Closed Geonhee-LEE closed 10 months ago
I found the similar issue (https://github.com/alexliniger/MPCC/issues/29). However, What I don't understand is that I know the Hassian matrix should be calculated by $\Delta x ^ T$ and $\Delta x$ but MPCC contouring quadratic cost function is calculated with $x^T$ and $x$. Or am I misunderstanding?
In short, I want to know which of states or states's differences are calculated when cost matrices are calculated into scalar cost.
If $x_k$ is multiplied with quadratic cost matrix($Q_k$), I wonder what I didn't catch.
The paper is maybe a bit misleading since we tried to formulate it nicely as a cost function, but not necessarily how you would implement it. Γ is the weight matrix and most of the complexity of what you can find in the code is part of the term around Γ.
Regarding Δx vs x, I deal with this using the constant term discussed in this comment https://github.com/alexliniger/MPCC/issues/29#issuecomment-774301971 Δx = (x - x0). Depending on the implementation this term is used differently. The master implementation follows the paper, the implementation in the two other branches is a more classical SQP approach where the optimization variable is Δx.
For the contouring cost only X, Y, and s have an influence.
Hi, @alexliniger. why contouring_error_zero is multiplied by d_contouring_error in q_contouring_cost?

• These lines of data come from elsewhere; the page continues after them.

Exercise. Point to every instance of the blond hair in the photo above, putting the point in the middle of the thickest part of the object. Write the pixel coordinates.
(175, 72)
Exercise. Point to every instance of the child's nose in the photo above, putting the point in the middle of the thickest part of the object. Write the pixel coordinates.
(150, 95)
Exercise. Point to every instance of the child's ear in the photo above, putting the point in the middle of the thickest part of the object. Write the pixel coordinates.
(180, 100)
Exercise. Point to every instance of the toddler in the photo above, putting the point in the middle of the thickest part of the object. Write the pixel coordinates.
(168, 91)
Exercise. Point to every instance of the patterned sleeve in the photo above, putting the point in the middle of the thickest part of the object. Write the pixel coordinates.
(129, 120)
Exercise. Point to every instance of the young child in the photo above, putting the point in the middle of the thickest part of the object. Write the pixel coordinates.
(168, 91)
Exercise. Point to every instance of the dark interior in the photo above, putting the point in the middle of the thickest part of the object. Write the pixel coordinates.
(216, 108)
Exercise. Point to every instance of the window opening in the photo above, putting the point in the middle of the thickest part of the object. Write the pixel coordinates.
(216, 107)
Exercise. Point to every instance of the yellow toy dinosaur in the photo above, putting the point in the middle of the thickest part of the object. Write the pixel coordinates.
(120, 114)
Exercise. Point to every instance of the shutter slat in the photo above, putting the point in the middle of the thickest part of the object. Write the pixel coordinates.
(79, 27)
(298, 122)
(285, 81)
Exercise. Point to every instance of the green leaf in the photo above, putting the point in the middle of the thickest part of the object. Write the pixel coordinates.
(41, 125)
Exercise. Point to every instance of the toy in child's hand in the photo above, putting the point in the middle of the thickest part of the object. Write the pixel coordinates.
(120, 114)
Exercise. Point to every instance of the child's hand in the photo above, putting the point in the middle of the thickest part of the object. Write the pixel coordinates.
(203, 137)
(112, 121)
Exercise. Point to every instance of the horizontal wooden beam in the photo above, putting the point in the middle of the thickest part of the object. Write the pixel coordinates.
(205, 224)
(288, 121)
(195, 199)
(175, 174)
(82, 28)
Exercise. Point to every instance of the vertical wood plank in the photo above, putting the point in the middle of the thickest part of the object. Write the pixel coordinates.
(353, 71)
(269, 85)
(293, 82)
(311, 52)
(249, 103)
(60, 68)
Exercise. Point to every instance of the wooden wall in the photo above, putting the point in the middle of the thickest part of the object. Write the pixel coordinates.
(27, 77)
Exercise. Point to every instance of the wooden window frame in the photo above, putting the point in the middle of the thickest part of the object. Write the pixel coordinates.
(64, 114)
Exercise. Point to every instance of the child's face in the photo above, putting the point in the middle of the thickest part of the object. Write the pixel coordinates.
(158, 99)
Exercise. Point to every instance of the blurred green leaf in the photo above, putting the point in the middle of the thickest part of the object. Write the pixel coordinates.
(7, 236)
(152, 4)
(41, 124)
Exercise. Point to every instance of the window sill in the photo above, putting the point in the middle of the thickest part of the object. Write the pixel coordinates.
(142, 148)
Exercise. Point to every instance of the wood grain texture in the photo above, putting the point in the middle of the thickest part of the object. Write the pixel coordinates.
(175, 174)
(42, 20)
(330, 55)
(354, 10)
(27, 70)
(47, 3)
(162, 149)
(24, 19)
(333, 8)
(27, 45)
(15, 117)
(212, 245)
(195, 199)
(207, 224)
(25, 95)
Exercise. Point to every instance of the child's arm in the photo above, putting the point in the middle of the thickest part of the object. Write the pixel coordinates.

Can you be a bit more specific? And maybe the discussion in the linked issue may help.
Best, Alex
Thank you @alexliniger ,I just sent you an email to your gmail detailing my confusion.Hope to get your guidance
There are two steps which are important, if we have the cost which is f(x)^2, we first approximate f(x) as an affine function using a Taylor series expansion
f(x) ~ df/dx(x-x0) + f(x0) = df/dx x + [f(x0) - df/dx x0]
If we rewrite this as f(x) ~ Gx + g
we can no approximate f(x)^2
(Gx + g)^T (Gx + g) = x^T G^T G x + 2 g^T G x + g^T g
where the last term is constant, and the others are basically matched to the solver. Note that we need to multiple G^T G
by 2, because the solver uses a 0.5 in front of the quadratic cost.
@alexliniger Your explanation is very detailed and I have understood it
Hi, @alexliniger. Thank you for your contribution! I successfully run the C++ execution. Then I have been trying to understand your codes but confront the difficult parts about getContouringCost() function:
https://github.com/alexliniger/MPCC/blob/84cc61d628a165a424c805bbe071fe96b88da2d0/C%2B%2B/Cost/cost.cpp#L140
I don't understand (1) why partial derivatives(gradient) of contouring error are included in
Q_contouring_cost
and (2) whycontouring_error_zero
is multiplied by d_contouring_error:https://github.com/alexliniger/MPCC/blob/84cc61d628a165a424c805bbe071fe96b88da2d0/C%2B%2B/Cost/cost.cpp#L164
https://github.com/alexliniger/MPCC/blob/84cc61d628a165a424c805bbe071fe96b88da2d0/C%2B%2B/Cost/cost.cpp#L170
I already read your paper about
Optimization-Based Autonomous Racing of 1:43 Scale RC Cars
. I guess $\Gamma_k$ may means the corresponding matrix operations but couldn't find the detailed description.Please help me if you possible.
In advance I appreciate it. Regards.